6. Le Conseil national arménien, pour le seconder dans son programme, appellera l’attention de son gouvernement patron [le Troisième Reich] sur les besoins territoriaux de l’Arménie actuelle. Le Conseil national arménien, dans la mesure de ses capacités, tentera de résoudre ce problème avec justice en Transcaucasie [allusion aux revendications territoriales contre la Géorgie et surtout l’Azerbaïdjan] et, si nécessaire, fera appel au jugement du Reich.

7. Le Conseil national arménien est convaincu que les efforts de son peuple doivent être couronnés de succès car l’Arménie, grâce à l’aide puissante du Reich allemand, deviendra un pays autonome et, en tant que tel, se développera. Ce n’est qu’ainsi que le peuple arménien pourra développer librement sa culture natale et sa vie nationale dans toutes ses aspects : langue, littérature, industrie, économie, administration, justice, etc., et, bien sûr, de nouvelles manières et de nouvelles directions.

8. Le Conseil national arménien fera tout pour faciliter le travail de son gouvernement patron, y compris la richesse nationale qu’est la terre, en tenant compte de la reconstruction économique de l’Arménie et des intérêts des deux peuples.

9. Sous la protection du Reich allemand, l’Arménie s’efforcera, autant qu’elle le pourra, de renforcer l’influence allemande au Proche-Orient. A cet égard, le Conseil national arménien juge impératif d’évaluer les amères déceptions et la terrible misère que la Russie, ainsi que l’Angleterre, ont causé aux Arméniens au cours de l’histoire. C’est une bonne raison pour le peuple arménien de se détourner gouvernements susmentionnés, de les abandonner pour toujours. À cet égard, le Conseil national arménien voudrait évoquer le combat de longue date que le peuple arménien a mené contre la tyrannie russe, qu’elle fût bolchevique ou tzariste. À cette occasion, il faut se souvenir de la révolte générale du peuple du 18 février 1921, à la suite de laquelle le despotisme bolchevique a été renversé et un gouvernement national a été établi [après une première bolchevisation, de décembre 1920 à février 1921], même si ce n’est que pour une courte période [ironie, cet éphémère gouvernement de la Fédération révolutionnaire arménienne a demandé l’aide de la Turquie].

10. En outre, le Conseil national arménien s’efforcera de cultiver des relations avec tous les peuples voisins, et en particulier avec les peuples du Caucase et leurs organes nationaux, et, bien entendu, sur la base d’une compréhension mutuelle et d’intérêts communs.

11. Conscient de l’intimité des liens historiques, politiques, économiques et culturels entre la grande Allemagne et son protectorat, l’Arménie, le Conseil national arménien considèrera qu’il est de son devoir de renforcer ces liens et de les rendre indissociables.
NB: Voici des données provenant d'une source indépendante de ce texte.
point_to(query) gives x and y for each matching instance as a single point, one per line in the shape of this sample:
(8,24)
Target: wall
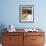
(9,13)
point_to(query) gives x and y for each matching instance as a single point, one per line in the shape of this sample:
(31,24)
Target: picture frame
(26,13)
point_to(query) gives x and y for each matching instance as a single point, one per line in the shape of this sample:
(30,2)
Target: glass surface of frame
(26,13)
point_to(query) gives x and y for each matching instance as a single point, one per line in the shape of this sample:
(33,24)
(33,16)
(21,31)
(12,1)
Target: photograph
(26,13)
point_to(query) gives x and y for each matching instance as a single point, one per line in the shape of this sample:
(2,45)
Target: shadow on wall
(2,29)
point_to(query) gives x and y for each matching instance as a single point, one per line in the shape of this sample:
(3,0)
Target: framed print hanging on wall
(26,13)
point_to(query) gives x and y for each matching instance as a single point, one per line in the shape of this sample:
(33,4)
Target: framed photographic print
(26,13)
À cette fin sont déjà appelées, et seront appelées par la suite, ces forces arméniennes auxiliaires qui sont maintenant actives et combattent avec les Allemands pour la victoire finale et la libération [unités arméniennes de la Wehrmacht et de la Waffen-SS].

12. Le Conseil national arménien est un agent de la période de transition actuelle. Sa juridiction et son activité cesseront au moment où, sous la direction de l’Allemagne et avec l’aide du Conseil national arménien, un nouveau gouvernement est créé en Arménie. »

 



[Arthur Derounian], « Document Shows Dashnags as Nazi Collaborators », The Propaganda Battlefront, septembre 1945, reproduit idib. :

« Une preuve concluante du caractère fasciste de la Fédération révolutionnaire américaine (Dashnag) a été fournie récemment par la découverte d’un document allemand montrant que huit hauts responsables de la FRA ont conclu un accord avec Alfred Rosenberg pour servir de dirigeants, comme [le nazi norvégien Vidkund] Quisling lors de la conquête du Caucase par l’Allemagne [rappelons au passage que Quisling était arménophile].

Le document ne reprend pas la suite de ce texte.